Students Majority of Nationwide Drug Arrests

Almost 70 percent of the illicit drug users arrested in Cambodia in the first nine months of 2002 were high school and university students, according to a government report.

Some 127 drug users were ar­rested up to the end of Septem­ber, 87 of which were school students while the remainder were sex workers and manual laborers, according to the National Au­thority for Combating Drugs.

Most of the students were ar­rested for methamphetamine abuse in Phnom Penh, the report stated.

“Based on information from primary and high school headmasters, mainly in Phnom Penh, Battambang and Sihanoukville, [meth­amphetamine use] is be­coming very common,” said Graham Shaw, of the UN Office for Drug Control and Crime Prevention.

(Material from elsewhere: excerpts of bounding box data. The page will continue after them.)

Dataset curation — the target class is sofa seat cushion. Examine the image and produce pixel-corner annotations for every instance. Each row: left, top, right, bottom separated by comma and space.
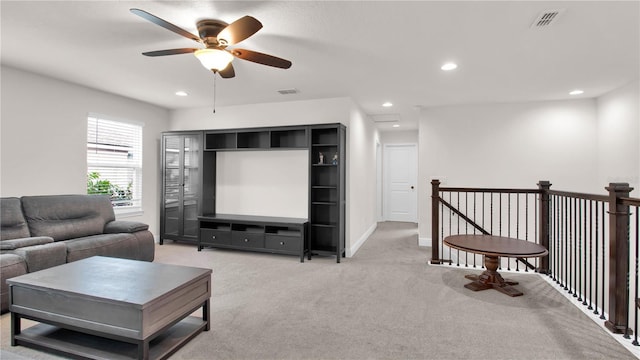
104, 220, 149, 234
22, 195, 115, 241
64, 233, 139, 262
9, 242, 67, 272
0, 197, 31, 240
0, 236, 53, 250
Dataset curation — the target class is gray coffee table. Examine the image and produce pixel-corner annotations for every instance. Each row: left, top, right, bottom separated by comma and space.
7, 256, 211, 359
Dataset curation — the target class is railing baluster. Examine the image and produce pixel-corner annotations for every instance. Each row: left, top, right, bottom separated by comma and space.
600, 202, 607, 320
587, 200, 598, 310
629, 206, 640, 346
576, 199, 582, 301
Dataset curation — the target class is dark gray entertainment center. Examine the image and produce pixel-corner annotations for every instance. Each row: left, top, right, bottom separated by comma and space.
160, 124, 346, 262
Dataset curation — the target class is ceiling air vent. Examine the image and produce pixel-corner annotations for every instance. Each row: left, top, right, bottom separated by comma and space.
278, 89, 299, 95
531, 9, 564, 28
371, 114, 400, 123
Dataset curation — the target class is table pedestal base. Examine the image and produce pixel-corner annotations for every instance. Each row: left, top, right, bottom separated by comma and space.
464, 255, 522, 297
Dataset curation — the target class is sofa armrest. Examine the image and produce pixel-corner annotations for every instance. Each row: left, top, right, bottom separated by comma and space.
0, 236, 53, 250
104, 220, 149, 234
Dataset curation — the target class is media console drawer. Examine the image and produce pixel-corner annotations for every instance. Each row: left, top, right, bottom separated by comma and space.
198, 214, 309, 262
231, 231, 264, 248
200, 229, 231, 245
264, 234, 302, 251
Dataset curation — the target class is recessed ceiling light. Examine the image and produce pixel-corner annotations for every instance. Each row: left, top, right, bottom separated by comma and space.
440, 63, 458, 71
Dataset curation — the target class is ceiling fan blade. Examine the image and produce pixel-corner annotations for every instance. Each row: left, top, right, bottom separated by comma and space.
230, 49, 291, 69
218, 15, 262, 45
130, 8, 202, 43
142, 48, 198, 56
218, 63, 236, 79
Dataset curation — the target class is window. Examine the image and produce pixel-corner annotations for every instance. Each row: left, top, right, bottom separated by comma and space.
87, 114, 143, 214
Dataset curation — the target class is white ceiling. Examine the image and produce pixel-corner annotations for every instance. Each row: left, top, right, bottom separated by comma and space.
0, 0, 640, 130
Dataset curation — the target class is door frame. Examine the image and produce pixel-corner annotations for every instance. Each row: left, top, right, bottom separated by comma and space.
381, 143, 419, 223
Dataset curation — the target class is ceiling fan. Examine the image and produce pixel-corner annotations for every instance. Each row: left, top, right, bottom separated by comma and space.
130, 8, 291, 79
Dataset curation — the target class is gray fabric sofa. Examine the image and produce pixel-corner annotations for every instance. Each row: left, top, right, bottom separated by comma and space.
0, 195, 155, 312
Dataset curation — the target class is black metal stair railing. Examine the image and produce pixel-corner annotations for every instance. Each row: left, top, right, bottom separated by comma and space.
431, 180, 640, 345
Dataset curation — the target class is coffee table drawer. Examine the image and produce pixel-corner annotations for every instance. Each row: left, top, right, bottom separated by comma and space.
231, 231, 264, 248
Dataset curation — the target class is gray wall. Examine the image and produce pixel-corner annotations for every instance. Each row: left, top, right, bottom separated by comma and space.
0, 66, 169, 235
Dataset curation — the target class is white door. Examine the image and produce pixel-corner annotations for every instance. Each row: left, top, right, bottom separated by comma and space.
383, 144, 418, 222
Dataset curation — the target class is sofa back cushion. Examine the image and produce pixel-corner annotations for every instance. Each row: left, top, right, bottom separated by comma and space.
0, 197, 31, 240
22, 195, 115, 241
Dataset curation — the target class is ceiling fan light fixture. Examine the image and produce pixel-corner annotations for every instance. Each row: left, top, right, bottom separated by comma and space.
194, 49, 233, 71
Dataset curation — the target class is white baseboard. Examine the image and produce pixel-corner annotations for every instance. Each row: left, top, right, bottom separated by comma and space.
345, 222, 378, 257
418, 237, 431, 247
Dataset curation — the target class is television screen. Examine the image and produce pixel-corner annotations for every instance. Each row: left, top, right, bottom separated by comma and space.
216, 150, 309, 218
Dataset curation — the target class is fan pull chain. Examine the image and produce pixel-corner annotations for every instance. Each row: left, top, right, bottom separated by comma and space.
213, 73, 217, 114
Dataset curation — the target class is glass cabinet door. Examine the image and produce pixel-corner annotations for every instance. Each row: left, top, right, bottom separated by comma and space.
182, 135, 200, 238
163, 136, 181, 235
162, 134, 202, 241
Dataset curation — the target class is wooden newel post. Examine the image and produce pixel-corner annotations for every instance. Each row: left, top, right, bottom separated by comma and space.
431, 179, 442, 264
604, 183, 633, 334
536, 180, 551, 274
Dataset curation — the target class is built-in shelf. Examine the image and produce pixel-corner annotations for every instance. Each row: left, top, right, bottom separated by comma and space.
160, 124, 346, 262
204, 126, 309, 151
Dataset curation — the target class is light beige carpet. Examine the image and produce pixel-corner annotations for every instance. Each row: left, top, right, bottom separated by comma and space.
0, 223, 635, 360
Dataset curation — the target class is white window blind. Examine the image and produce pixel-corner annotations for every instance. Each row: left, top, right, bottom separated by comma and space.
87, 114, 142, 213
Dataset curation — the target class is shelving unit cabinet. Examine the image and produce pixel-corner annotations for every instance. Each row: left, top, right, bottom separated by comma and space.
204, 126, 309, 151
198, 214, 309, 262
159, 132, 203, 245
160, 123, 347, 262
309, 124, 346, 262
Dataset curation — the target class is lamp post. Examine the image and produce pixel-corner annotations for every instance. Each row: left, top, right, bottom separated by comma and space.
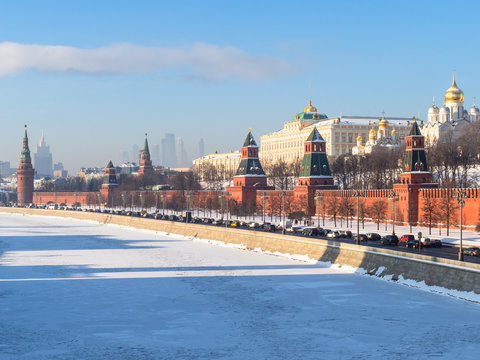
139, 191, 145, 211
261, 191, 268, 223
314, 190, 322, 227
388, 190, 398, 235
122, 191, 127, 211
279, 191, 287, 234
185, 190, 192, 222
162, 191, 167, 215
225, 191, 232, 227
455, 189, 466, 261
353, 190, 363, 245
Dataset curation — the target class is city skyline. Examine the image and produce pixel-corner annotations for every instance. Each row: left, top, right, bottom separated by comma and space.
0, 1, 479, 172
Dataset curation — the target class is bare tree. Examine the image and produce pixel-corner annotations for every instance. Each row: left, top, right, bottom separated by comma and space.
369, 200, 387, 230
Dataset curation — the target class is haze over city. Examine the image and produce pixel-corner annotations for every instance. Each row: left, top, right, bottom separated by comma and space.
0, 1, 479, 173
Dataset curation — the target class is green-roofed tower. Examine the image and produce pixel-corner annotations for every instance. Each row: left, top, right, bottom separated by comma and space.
138, 134, 153, 176
298, 128, 333, 185
17, 125, 35, 205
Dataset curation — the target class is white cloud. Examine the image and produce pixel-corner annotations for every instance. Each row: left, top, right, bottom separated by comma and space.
0, 42, 293, 81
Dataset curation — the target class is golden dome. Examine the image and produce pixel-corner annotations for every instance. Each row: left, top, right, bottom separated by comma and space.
445, 75, 464, 103
303, 99, 317, 112
378, 114, 389, 127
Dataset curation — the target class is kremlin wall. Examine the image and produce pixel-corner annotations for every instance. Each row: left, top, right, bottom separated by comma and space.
17, 112, 480, 228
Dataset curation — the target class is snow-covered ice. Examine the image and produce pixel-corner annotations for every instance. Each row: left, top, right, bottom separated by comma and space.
0, 214, 480, 360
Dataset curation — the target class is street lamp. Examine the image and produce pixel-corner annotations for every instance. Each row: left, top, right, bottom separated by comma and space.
455, 189, 467, 261
162, 191, 167, 215
122, 191, 127, 211
225, 191, 232, 227
279, 191, 287, 234
388, 190, 398, 235
185, 190, 192, 222
353, 190, 363, 245
261, 191, 268, 224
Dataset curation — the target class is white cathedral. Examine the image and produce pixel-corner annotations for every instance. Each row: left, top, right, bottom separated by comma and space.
422, 76, 480, 145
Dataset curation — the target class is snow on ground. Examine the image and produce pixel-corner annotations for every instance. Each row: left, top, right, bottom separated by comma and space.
0, 214, 480, 360
183, 211, 480, 246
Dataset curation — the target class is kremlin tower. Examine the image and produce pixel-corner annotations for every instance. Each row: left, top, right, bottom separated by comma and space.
138, 134, 153, 176
393, 118, 438, 224
293, 128, 338, 213
100, 160, 118, 207
17, 125, 35, 205
226, 131, 273, 203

The headmaster of one Phnom Penh school reported drug use by students as young as eight years-old and methamphetamine pills increasingly being sold in coffee shops, amusement arcades and food stalls that congregate near schools in the capital, Shaw said.

Sold as “strong vitamins,” some individuals who sell methamphetamines to school children may not know they are harmful, and students who buy the pills may not be aware of the effects, Shaw added.

Also, with the cost of the pills continually dropping—now estimated to fetch less than $1 in Phnom Penh—methamphetamine use is growing exponentially, especially among students, prostitutes and manual workers.

“There is a need to raise awareness in schools about drug use,” Shaw said.

Anti-drug police confiscated 115,050 methamphetamines pills through September—almost 10 times the amount of pills seized in 1997—while drugs continue to flow into Cambodia across the Lao border in Stung Treng province, according to the NACD report.

Stung Treng province has in­creasingly been tapped as a major corridor for heroin and methamphetamines smuggled from the lawless, drug-producing “Golden Triangle” region of the Lao-Thai-Burma borders.